Regulated Association Between the Tyrosine Kinase Emt/Itk/Tsk and Phospholipase-Cγ1 in Human T Lymphocytes

Abstract

AbstractThe Emt/Itk/Tsk tyrosine kinase is involved in intracellular signaling events induced by several lymphocyte surface receptors. Modulation of TCR/CD3-induced phospholipase-Cγ1 (PLCγ1) activity by the tyrosine kinase Emt/Itk/Tsk has been demonstrated based on studies of Itk-deficient murine T lymphocytes.
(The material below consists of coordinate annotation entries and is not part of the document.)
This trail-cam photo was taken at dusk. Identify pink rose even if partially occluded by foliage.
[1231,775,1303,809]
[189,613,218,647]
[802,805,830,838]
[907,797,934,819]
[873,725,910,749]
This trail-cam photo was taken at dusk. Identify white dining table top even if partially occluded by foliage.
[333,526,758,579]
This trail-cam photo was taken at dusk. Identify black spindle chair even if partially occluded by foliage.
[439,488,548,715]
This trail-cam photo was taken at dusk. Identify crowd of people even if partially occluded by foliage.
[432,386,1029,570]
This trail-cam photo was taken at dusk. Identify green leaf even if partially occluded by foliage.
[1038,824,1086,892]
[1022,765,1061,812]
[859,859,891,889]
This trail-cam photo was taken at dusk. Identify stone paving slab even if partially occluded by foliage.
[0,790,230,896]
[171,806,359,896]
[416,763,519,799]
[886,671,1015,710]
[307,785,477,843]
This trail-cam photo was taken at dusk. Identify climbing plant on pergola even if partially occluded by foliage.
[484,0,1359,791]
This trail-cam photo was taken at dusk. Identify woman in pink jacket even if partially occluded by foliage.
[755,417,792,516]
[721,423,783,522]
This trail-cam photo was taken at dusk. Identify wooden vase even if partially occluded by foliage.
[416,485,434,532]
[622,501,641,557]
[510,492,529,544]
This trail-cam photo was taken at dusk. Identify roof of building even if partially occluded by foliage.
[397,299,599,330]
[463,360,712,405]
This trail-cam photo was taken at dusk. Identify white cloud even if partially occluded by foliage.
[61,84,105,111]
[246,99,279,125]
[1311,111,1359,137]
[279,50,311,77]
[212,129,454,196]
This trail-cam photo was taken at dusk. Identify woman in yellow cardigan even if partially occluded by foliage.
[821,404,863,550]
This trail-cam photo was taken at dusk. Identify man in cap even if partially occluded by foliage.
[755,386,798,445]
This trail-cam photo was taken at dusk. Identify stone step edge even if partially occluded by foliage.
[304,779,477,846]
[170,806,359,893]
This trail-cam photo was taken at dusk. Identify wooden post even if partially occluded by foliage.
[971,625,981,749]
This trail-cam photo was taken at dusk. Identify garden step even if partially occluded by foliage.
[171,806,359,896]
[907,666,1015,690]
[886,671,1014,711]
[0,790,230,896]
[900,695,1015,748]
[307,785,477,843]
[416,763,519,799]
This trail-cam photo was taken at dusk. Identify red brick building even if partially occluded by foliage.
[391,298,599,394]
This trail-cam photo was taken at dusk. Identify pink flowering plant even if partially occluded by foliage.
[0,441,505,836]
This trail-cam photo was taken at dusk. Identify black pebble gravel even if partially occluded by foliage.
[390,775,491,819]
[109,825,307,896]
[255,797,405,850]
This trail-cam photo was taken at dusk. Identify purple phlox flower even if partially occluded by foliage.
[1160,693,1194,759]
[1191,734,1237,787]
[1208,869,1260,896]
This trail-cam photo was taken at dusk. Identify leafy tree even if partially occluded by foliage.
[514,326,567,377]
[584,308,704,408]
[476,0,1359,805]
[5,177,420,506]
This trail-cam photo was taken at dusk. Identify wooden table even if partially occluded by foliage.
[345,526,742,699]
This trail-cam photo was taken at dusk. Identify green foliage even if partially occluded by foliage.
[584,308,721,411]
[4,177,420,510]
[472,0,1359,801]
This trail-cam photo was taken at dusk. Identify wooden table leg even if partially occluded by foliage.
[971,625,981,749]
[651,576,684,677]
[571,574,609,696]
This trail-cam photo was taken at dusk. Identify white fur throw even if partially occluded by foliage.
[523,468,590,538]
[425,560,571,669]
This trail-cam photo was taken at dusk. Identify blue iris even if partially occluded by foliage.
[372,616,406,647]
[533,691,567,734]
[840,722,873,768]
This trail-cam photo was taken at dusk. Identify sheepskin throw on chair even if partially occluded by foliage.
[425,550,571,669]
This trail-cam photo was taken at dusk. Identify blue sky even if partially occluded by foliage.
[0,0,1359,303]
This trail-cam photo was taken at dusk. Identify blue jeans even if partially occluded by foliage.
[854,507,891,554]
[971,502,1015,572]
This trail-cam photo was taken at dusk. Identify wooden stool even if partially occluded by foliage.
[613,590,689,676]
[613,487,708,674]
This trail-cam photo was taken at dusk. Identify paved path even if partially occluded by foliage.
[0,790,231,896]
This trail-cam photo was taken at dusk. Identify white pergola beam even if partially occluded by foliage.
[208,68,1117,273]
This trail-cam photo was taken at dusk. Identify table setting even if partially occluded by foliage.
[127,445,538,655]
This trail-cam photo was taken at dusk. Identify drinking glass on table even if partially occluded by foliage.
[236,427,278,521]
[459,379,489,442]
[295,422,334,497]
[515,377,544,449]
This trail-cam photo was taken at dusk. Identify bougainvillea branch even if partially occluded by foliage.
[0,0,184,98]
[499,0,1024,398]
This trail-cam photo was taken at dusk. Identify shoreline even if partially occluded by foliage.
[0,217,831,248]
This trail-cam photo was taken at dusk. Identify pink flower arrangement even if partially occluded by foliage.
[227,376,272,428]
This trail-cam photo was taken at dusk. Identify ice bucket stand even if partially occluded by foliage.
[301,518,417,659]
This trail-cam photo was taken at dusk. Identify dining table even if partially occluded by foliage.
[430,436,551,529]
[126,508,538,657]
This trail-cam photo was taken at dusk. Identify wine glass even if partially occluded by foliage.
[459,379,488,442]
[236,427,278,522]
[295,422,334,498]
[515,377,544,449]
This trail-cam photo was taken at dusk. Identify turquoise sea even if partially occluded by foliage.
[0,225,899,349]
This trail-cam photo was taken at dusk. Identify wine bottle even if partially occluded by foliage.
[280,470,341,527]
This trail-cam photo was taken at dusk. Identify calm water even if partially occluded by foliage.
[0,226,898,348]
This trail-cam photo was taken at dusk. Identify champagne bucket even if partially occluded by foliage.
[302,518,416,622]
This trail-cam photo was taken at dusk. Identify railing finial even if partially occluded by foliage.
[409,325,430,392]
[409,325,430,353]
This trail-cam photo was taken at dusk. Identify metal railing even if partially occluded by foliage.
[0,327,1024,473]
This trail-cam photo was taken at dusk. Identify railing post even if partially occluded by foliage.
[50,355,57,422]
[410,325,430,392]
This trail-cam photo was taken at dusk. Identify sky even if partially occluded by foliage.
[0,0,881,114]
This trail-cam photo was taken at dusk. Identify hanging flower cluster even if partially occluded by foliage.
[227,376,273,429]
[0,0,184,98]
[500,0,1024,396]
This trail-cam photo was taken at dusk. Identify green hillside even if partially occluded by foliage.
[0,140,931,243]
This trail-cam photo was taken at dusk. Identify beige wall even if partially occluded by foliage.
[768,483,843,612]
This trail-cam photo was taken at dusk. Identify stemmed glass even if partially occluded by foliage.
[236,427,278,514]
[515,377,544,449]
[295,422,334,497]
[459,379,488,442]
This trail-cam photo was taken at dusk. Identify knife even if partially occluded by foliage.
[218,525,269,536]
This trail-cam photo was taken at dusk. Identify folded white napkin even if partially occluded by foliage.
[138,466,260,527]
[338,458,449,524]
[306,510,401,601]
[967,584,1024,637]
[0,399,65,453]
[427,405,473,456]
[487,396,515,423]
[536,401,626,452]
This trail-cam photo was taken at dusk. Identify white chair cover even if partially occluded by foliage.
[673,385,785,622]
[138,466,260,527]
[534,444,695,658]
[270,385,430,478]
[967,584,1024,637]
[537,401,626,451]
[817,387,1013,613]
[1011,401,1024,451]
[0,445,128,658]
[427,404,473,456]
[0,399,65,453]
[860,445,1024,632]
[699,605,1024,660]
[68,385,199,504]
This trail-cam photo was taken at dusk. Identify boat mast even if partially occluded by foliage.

Here we report a TCR/CD3-regulated association between Emt and PLCγ1 in both normal and leukemic T cells. In addition, this association was enhanced following independent ligation of the CD2, CD4, or CD28 costimulatory molecules, but not of CD5 or CD6 surface receptors, correlating to the induced tyrosine phosphorylation of Emt. Before Ab-induced T cell activation, we found that the Emt-SH3 domain was crucial for the constitutive Emt/PLCγ1 association; however, upon TCR/CD3 engagement, the Emt-SH2 domain was more efficient in mediating the enhanced Emt/PLCγ1 interaction. Furthermore, the PLCγ1-SH3 domain, but not the two PLCγ1-SH2 domains, contributed to formation of the protein complex. Thus, we describe a regulated interaction between Emt and PLCγ1, and based on our studies with individual Emt and PLCγ1 SH2/SH3 domains, we propose a mechanism for this association.